Retired IAM Local 1000 member Ruth Waddell was the first African American to work at the General Electric plant in Bloomington, IL. (Credit: McLean County Museum of History)
The IAM’s 125-year history has its share of noted human rights leaders and activists, but never before has the union’s rolls been graced by a woman quite like Ruth Waddell.
Ruth, a sharp, vibrant 90-year-old retired IAM Local 1000 member, was the first African American to work at the local General Electric (GE) plant in Bloomington, IL.
The kind, but unapologetic, local human rights activist was recently honored as a “History Maker” by the McLean County Museum of History in Bloomington.
When GE came to Bloomington in 1953, Ruth, a former house cleaner, took an employment test and was hired. She was the only African-American applicant at the time. For months, she waited for a call to report to work and watched as one-by-one, each of her white female counterparts were called into training. An increasingly frustrated Ruth called and visited the GE training center nearly every day to inquire when there would be a job for her.
After months of waiting, one Wednesday morning Ruth decided she had had enough.
“They always had an excuse,” she recalled. “I just went down there one day and I told them I’m going to put this chair here and I’m going to sit right here until you put me to work.”
Ruth was in training by Monday morning.
|Retired IAM Local 1000 member Ruth Waddell, left, and IAM District 8 Business Representative Ron Stanley, right, at the McLean County Museum of History’s “History Maker” event in Bloomington, IL.|
Though faced with racial discrimination throughout much of her early days, Ruth says she picked up the work quickly and never backed down.
Her husband, Oscar Waddell, also found employment at the GE plant, and the two of them played an instrumental role in integrating IAM Local 1000, which represented GE’s blue collar workforce. Ruth would visit various communities in the Bloomington area to organize. Oftentimes, she was the only woman. She served as Shop Steward for nearly 29 years.
“Everyone came across the factory to me because they knew I was going to fight,” said Ruth with a proud chuckle. “I didn’t take any guff. I’d get right up and go to that office and raise all kinds of sand.”

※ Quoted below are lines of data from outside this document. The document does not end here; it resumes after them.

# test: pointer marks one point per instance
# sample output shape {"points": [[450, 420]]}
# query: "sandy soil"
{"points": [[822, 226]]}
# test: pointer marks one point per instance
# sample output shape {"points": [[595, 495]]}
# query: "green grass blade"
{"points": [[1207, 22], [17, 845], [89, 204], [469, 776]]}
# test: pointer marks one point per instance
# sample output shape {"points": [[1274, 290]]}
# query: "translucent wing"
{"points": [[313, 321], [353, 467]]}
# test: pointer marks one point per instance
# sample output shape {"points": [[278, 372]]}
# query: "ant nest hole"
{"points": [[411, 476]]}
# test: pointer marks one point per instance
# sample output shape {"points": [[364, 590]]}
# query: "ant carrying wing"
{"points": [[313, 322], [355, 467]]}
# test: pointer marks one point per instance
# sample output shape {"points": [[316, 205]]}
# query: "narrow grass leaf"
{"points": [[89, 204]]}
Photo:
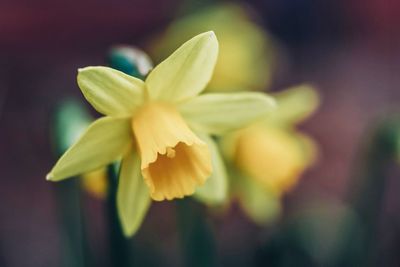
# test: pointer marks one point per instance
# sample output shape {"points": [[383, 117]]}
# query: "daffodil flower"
{"points": [[271, 155], [160, 128]]}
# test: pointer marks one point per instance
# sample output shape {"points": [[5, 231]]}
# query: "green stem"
{"points": [[369, 189], [197, 238]]}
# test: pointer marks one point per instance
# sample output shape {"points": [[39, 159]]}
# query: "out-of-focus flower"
{"points": [[246, 55], [160, 128], [271, 155]]}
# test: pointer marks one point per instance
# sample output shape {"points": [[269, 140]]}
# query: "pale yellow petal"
{"points": [[110, 91], [215, 189], [133, 199], [219, 113], [186, 72], [104, 141], [174, 159]]}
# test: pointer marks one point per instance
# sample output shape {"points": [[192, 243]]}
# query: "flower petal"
{"points": [[295, 104], [215, 189], [103, 142], [133, 199], [110, 91], [187, 71], [219, 113]]}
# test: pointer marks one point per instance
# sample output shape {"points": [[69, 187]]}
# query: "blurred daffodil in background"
{"points": [[246, 53], [268, 157], [159, 127]]}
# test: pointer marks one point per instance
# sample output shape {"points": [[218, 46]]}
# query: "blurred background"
{"points": [[342, 208]]}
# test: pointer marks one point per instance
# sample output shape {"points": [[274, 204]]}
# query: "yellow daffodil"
{"points": [[71, 120], [247, 51], [160, 128], [271, 155]]}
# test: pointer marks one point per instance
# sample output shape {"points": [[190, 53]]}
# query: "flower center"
{"points": [[173, 159]]}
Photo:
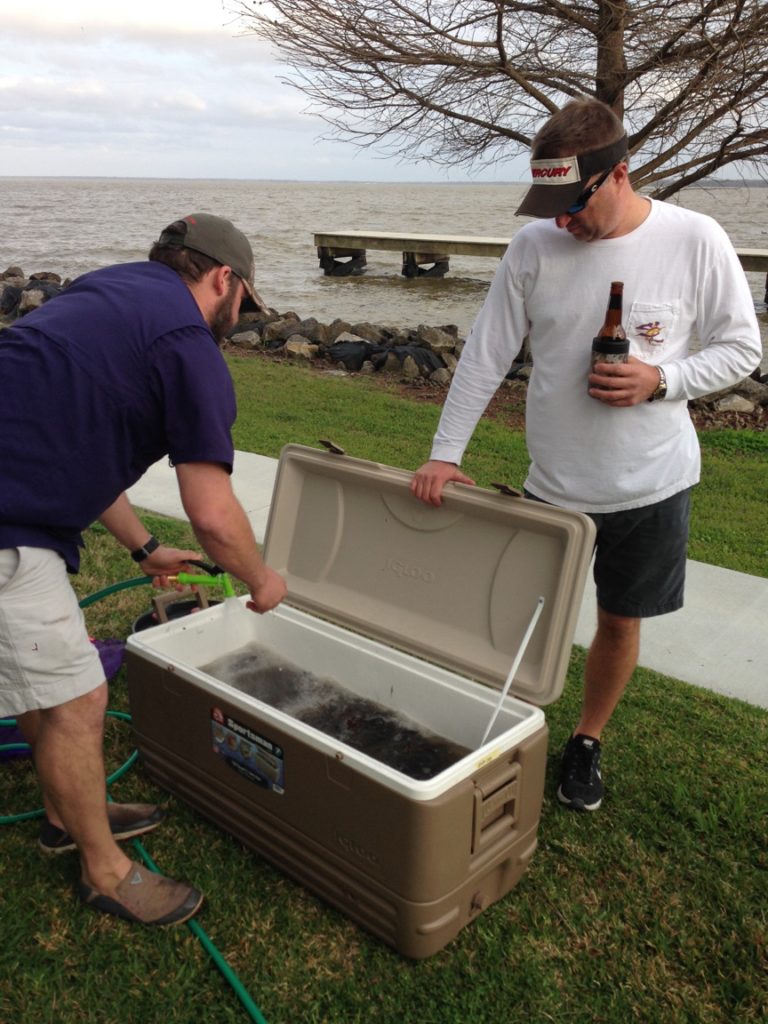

During her 35 years on the job, Ruth only missed 11 days of work. She retired in 1989.
She credits her union job for helping her purchase her first home – made of brick, as she always wanted as a child – and for ensuring her secure retirement.
“The pension is good, Social Security is good and I’m in good shape. Real good shape,” she affirms.
Ruth received the City of Bloomington’s Human Relations Award in 2000. Both she and Oscar were active in the Bloomington-Normal Black History project.
After 50 years of marriage, Oscar passed away in 1990. Their daughter, Nancy, just celebrated her 68th birthday.
“Ruth’s story is one of triumph over racial discrimination,” said IAM Midwest Territory General Vice President Philip J. Gruber. “We are very proud of Ruth. She truly is a ‘History Maker’ as a human rights activist in the Midwest. In a year when we celebrate the 50th Anniversary of the March on Washington, there could have not been a better honoree than Ruth Waddell.”